Sunshine advocate Kimo Crossman told the Guardian that the overwhelming reason people need access to redacted contact information is for political speech or technology-savvy new media outlets.
"The city is preventing it because they don't want to have organized citizen push-back," Crossman said. "This is not about private personal information like your blood pressure."
Like Crossman, Sunshine Ordinance Task Force member Rick Knee also opposes the clerk's new requirement that people must request the release of their contact information.
"There has to be a very narrow application of the redaction policy," Knee told us. "If the law does not require it, the default is for disclosure."
Bob Stern of the Los Angeles-based Center of Governmental Studies told us he understands the arguments for privacy. "But if an individual does not want their contact information posted online, it should be an opt-out situation at the very worst," Stern added.

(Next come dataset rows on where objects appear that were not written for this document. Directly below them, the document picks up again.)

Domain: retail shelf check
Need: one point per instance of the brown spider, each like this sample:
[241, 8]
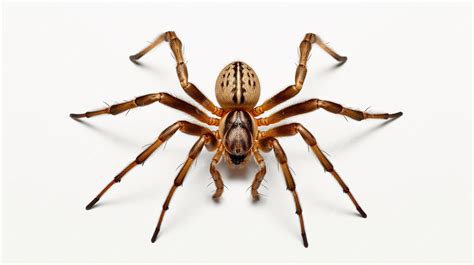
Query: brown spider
[238, 136]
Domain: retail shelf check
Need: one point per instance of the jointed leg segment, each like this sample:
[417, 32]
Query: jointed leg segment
[257, 181]
[294, 128]
[184, 126]
[272, 143]
[216, 176]
[291, 91]
[195, 150]
[163, 98]
[181, 69]
[314, 104]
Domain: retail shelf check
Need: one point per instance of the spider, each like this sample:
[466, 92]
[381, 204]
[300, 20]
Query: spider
[238, 137]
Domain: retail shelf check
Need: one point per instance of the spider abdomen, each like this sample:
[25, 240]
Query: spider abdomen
[237, 87]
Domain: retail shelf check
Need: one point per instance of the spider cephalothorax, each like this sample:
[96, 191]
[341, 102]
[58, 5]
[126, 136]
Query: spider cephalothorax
[238, 136]
[237, 87]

But some blame the new policy on San Francisco's sunshine advocates, such as Crossman, claiming it was their attempts to make databases to screen Sunshine Ordinance Task Force appointees that led to the tightening of the redaction policy.
"Certain people insisted that the Clerk of the Board make a policy, thereby forcing them down this particular path," said Peter Scheer, executive director of the California First Amendment Coalition. "These folks wanted a confrontation, but they ended up worse off than [under] the ad hoc, unarticulated policy that existed."
Scheer believes that if this redaction policy is contested, the government could win. "If you're not a reporter, then people care more about their privacy than access," he said.
"Everyone is terrified about identity theft," he continued. "There have been all sorts of horror stories about the government inadvertently leaking information. And anything the Clerk of the Board agrees to give to one person, they have to give to everyone, including sleazebags who put it into a big database and sell it to spammers and telemarketers."
But Terry Francke, general counsel for Californians Aware, believes that if the case goes to court, the judge would conclude that this information is presumed to be public. "To withhold information, you have to find a specific public interest in keeping it confidential," Francke said.
Francke notes that the CPRA exempts, for example, the home addresses of school district employees, but does not delegate the authority to create new exemptions. "When you have rules that say apples, oranges, and bananas are exempt, that provides evidence that fruit as a general category is not exempt. The example of CPRA exemptions shows they were decided against a background of documented, actual harassment, not the decision of a faceless bureaucrat."
Francke believes public organizing is hindered by the new policy.
"The value of privacy is not one that the government decides," he said. "It's your choice how private you want to be. It's your privacy, not the government's. So unless they give you an informed opt-out choice, then what they are managing is not privacy but government secrecy."